Project summary
What
A platform design system, product design systems, and strategy serving 3 distinct products.
My role
Platform design system team lead, main design contributor, mentor and educator, and strategist. This work was contributed to by a junior product designer.
Key moment
Solving a classic design nightmare - tables and grids. By working with developers and using powerful Figma features, I created a full-featured table system that could easily keep up with edits and has an equivalent code library ready to go. This was absolutely critical during this project.
Outcomes
A balanced, easy-to-use design system
Grew usage from 0% to 100%
Enabled multiple products to complete complex rebuilds and visual overhauls
Created coherence through a cross-product visual language and user interactions
Minimized disruption to product teams through usability testing, transparency, support, and coaching
Raised efficiency of product team workflows through code parity
Increased company awareness of design systems through presentations and demos
Examples
Finding balance between flexibility and adherence
Design system components get pushed to the limits, and that's when designers start detaching components from the system or demanding new versions. To keep the system lightweight and my maintainance tasks low, I created components that used detaching intentionally. This allowed designers to re-order and scale their designs while remaining connected to the design system and equivalent code library.
Working with designers to fit workflows, mitigate risks, and propagate powerful Figma features.
By interviewing designers, running in-Figma usability tests, prioritizing communication and support, and thoroughly testing how updates would impact design files, I created components that fit into designers' workflows and minimized disruption.
One advantage to the design system was utilizing brand new, time-saving Figma features that would otherwise take more time to propagate into designer workflows. My coworkers had all learned Figma quite recently, and their designs were less likely to use components at all. I've used Figma since its Beta version and await new releases with excitement, as I've seen how impactful these updates can be on my efficiency and how well designs align to code. New Figma features allowed me to build components that could be fully adjusted using the properties panel and performed very similarly to their code library equivalents. When new features promised raise efficientcy, I refactored components to take advantage of them. One large change was the ability to edit text labels in the Properties panel, and to toggle layers off and on - features that save time, act more like code, and greatly simplify the design assets required to power a component.
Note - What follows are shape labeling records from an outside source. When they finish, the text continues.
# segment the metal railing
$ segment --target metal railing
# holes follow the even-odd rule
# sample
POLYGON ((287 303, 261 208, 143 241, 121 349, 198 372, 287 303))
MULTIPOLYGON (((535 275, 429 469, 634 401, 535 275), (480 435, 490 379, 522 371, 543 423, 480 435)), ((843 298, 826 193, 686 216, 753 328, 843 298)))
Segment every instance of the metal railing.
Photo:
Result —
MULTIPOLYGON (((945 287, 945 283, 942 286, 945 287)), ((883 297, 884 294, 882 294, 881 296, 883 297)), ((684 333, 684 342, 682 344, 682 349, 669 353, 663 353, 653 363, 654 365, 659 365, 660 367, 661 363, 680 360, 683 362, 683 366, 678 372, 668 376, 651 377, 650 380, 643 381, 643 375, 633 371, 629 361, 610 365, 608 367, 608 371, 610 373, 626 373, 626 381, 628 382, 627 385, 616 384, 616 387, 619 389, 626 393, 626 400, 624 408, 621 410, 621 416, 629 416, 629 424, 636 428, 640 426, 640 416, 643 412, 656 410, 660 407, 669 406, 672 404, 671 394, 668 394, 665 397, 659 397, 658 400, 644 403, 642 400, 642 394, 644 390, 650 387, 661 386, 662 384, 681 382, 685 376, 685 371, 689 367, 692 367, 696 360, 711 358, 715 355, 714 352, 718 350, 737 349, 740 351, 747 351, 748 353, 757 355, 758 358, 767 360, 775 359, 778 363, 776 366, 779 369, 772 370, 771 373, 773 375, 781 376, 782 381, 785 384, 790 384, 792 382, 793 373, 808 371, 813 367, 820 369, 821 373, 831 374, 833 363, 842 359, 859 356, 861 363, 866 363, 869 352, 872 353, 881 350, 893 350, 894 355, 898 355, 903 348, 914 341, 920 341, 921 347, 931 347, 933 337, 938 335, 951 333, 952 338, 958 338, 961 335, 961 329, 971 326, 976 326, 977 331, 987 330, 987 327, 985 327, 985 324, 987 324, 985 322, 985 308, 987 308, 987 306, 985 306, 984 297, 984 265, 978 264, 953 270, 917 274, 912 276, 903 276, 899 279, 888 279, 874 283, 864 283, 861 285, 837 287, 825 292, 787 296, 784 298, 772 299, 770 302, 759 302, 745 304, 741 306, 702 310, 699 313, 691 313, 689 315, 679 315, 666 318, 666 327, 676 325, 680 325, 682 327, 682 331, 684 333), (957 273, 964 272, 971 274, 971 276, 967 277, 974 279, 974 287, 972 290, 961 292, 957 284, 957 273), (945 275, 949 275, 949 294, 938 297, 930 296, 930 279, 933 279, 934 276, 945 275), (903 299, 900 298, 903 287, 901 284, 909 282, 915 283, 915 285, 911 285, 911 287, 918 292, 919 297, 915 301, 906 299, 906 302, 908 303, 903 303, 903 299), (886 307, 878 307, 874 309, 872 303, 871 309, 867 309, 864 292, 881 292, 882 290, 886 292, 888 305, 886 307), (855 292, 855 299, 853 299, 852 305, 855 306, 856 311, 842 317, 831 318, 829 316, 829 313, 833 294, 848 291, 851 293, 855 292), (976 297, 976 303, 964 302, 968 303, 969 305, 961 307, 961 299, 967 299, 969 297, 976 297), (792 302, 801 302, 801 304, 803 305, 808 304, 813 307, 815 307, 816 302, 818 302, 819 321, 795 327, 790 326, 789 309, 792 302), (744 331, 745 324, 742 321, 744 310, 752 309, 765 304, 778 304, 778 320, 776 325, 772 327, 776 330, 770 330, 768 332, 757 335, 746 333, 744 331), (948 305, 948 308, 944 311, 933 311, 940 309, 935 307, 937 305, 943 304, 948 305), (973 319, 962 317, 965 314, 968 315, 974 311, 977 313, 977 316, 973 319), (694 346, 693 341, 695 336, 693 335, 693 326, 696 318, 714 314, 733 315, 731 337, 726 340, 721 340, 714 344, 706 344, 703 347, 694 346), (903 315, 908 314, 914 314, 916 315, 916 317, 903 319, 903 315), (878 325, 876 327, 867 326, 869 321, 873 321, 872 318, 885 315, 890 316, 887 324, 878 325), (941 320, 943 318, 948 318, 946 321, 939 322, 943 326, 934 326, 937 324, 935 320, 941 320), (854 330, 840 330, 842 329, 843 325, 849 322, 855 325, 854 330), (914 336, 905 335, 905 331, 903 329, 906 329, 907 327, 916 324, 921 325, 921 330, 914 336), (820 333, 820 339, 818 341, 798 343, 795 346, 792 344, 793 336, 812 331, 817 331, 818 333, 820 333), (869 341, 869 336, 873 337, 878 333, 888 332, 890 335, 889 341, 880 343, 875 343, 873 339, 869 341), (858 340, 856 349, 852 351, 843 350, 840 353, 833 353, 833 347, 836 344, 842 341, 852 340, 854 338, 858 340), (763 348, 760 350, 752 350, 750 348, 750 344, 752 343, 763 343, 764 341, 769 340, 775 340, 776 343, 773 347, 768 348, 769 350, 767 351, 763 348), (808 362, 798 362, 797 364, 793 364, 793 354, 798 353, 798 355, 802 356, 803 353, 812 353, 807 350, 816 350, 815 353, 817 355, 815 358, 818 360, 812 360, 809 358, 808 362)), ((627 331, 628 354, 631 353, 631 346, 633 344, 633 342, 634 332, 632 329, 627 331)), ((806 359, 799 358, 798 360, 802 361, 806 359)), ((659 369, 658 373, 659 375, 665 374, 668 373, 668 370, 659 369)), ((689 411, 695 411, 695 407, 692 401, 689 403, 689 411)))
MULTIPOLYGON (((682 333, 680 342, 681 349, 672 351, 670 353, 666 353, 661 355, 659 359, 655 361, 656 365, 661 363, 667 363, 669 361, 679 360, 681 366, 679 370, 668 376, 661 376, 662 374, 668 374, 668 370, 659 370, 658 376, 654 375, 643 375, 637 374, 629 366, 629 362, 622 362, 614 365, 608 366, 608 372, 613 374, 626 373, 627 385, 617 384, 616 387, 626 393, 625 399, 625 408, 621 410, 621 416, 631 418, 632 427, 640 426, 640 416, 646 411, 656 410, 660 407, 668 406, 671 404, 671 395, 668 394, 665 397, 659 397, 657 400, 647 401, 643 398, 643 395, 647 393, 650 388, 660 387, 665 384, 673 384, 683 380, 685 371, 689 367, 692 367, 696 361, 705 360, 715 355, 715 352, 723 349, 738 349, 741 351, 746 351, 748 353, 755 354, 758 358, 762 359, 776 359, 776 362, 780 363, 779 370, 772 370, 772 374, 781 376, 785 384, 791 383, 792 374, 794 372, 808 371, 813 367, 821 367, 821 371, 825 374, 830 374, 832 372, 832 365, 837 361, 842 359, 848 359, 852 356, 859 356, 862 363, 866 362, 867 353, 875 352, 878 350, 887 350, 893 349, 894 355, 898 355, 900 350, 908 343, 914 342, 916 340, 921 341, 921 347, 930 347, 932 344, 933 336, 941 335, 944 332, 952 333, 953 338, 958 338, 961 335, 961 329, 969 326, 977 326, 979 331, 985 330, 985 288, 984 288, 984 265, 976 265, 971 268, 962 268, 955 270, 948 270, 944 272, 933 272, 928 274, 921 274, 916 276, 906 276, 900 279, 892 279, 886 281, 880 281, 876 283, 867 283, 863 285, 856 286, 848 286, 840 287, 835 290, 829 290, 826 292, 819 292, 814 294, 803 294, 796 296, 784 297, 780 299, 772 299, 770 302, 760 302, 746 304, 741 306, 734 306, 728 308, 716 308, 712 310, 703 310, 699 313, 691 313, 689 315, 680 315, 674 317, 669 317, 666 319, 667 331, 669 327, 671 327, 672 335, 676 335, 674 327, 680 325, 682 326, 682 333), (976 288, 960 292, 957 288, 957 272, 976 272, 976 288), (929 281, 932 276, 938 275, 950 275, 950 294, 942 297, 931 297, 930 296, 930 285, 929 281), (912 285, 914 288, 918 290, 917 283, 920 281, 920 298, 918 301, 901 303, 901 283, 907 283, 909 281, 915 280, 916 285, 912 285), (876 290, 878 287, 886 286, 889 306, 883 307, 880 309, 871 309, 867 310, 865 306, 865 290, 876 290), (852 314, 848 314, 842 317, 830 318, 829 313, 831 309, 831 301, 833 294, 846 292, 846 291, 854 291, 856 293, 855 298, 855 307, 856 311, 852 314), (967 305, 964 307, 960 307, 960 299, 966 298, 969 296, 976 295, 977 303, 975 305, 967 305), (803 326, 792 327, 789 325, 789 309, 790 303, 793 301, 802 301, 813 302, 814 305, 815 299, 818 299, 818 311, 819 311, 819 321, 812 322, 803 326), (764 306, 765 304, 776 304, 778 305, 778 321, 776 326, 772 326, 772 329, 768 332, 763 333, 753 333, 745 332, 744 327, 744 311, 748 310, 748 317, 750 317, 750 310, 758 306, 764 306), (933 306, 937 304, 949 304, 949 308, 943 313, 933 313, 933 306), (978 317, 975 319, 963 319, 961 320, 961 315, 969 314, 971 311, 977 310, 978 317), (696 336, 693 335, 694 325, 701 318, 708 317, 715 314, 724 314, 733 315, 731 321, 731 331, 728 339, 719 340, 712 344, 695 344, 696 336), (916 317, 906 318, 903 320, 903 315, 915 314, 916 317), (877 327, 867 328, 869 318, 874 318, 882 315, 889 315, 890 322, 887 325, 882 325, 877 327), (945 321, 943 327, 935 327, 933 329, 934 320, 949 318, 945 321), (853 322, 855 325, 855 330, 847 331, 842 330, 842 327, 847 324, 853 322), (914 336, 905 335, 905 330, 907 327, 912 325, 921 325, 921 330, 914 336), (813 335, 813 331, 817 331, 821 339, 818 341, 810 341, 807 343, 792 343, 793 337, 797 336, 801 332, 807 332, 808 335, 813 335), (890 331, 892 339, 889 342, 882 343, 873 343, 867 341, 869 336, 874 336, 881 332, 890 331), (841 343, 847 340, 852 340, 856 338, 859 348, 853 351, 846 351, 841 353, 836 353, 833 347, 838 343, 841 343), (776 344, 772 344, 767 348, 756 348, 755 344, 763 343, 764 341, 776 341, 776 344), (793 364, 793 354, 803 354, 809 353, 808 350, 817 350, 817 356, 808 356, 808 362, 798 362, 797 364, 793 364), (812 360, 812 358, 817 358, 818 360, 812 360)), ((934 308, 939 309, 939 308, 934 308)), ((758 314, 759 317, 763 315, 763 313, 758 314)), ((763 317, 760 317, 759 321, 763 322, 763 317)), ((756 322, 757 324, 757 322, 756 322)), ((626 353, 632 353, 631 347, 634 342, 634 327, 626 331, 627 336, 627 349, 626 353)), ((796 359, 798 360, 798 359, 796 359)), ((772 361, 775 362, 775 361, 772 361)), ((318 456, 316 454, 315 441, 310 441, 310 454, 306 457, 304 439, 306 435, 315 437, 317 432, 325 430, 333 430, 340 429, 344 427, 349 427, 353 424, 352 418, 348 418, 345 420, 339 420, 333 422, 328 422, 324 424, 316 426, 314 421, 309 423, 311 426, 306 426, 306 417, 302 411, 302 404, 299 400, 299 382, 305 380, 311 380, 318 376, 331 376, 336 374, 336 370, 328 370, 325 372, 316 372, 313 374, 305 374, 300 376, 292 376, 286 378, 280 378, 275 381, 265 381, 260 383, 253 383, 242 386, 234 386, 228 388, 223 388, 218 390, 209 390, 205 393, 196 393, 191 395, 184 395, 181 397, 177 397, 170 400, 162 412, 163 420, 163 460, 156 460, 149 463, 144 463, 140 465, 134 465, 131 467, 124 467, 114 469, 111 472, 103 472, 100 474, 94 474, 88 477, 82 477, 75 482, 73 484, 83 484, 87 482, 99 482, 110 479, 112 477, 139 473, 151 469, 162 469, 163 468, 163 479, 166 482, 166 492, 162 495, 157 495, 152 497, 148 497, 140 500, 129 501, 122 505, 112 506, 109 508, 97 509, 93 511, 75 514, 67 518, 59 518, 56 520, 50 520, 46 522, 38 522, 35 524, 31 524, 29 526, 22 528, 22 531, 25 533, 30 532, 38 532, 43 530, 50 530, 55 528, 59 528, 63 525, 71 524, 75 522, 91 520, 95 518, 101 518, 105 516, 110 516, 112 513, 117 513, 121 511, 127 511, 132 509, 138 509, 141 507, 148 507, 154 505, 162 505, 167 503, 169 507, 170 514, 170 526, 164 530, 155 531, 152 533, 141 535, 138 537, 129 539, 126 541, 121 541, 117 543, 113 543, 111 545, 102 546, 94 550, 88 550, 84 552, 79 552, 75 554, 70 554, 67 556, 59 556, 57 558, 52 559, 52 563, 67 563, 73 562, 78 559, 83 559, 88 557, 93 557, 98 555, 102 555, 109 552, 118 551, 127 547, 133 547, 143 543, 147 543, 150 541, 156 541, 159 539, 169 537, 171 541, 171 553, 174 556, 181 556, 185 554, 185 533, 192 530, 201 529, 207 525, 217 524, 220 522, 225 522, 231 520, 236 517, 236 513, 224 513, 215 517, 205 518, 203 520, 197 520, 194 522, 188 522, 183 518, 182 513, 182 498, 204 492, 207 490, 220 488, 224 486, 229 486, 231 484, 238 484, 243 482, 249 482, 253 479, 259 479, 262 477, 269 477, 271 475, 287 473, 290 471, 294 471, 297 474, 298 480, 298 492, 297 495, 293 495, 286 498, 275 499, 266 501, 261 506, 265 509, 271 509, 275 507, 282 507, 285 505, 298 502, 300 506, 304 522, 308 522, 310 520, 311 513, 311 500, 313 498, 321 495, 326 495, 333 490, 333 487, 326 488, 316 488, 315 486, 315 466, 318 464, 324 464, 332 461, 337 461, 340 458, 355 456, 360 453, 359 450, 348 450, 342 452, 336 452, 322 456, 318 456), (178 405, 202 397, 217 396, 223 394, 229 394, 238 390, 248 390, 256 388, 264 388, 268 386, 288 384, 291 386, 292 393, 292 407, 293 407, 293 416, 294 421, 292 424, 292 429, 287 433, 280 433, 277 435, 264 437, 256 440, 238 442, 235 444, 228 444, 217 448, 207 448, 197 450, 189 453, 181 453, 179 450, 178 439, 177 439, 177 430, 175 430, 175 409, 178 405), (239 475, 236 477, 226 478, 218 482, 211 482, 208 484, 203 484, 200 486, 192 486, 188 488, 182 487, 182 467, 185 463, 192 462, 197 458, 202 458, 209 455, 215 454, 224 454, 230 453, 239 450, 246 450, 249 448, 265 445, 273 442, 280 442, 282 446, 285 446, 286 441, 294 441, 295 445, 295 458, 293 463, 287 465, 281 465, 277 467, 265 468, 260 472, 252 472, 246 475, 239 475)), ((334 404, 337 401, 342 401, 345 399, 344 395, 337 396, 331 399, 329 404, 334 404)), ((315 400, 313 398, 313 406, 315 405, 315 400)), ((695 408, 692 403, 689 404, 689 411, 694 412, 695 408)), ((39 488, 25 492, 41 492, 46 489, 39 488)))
By using visual cues and nested components, I created components that made use of new features like labels and Booleans while being easy to learn for designers who wouldn't typically design with these features.
Navigating high-risk updates and change
Design system updates can be scary, especially with first-generation components with outdated Figma tech already in use. To help designers feel informed and empowered, we delivered design systems presentations that covered topics including detachability, design-code parity, and how to use beta components without worrying it would break designs.

These slides were presented live in Figma, where I could show how detachability worked in real time. Here, I introduce new Detachable components and address fears that updates will break designers' work.
Empowering overrides and customization
During usability tests and discussions with designers, I discovered that some products had some incompatible needs. To accommodate this without creating a Platform system with too many components for our small team to support, I created a baseline component and invited individual teams to layer their own Product system over the top. This worked well with detachabile components. By adjusting their Product copy of a componet, designers could adapt the same grid to a dense expert data grid or to an airy student e-learning table without needing changes at the design system level. I also opened the door for designers to share their product design systems with each other and the Platform team.
This early version of a table component (built before text labels existed in the properties panel) saved me a ton of time when working on the Cyber Security Service Delivery product, which included many pages of adjustable data grids and many, many rounds of iteration. It's also an example of a component with true code-parity: if you can build it in Figma, it already exists in code.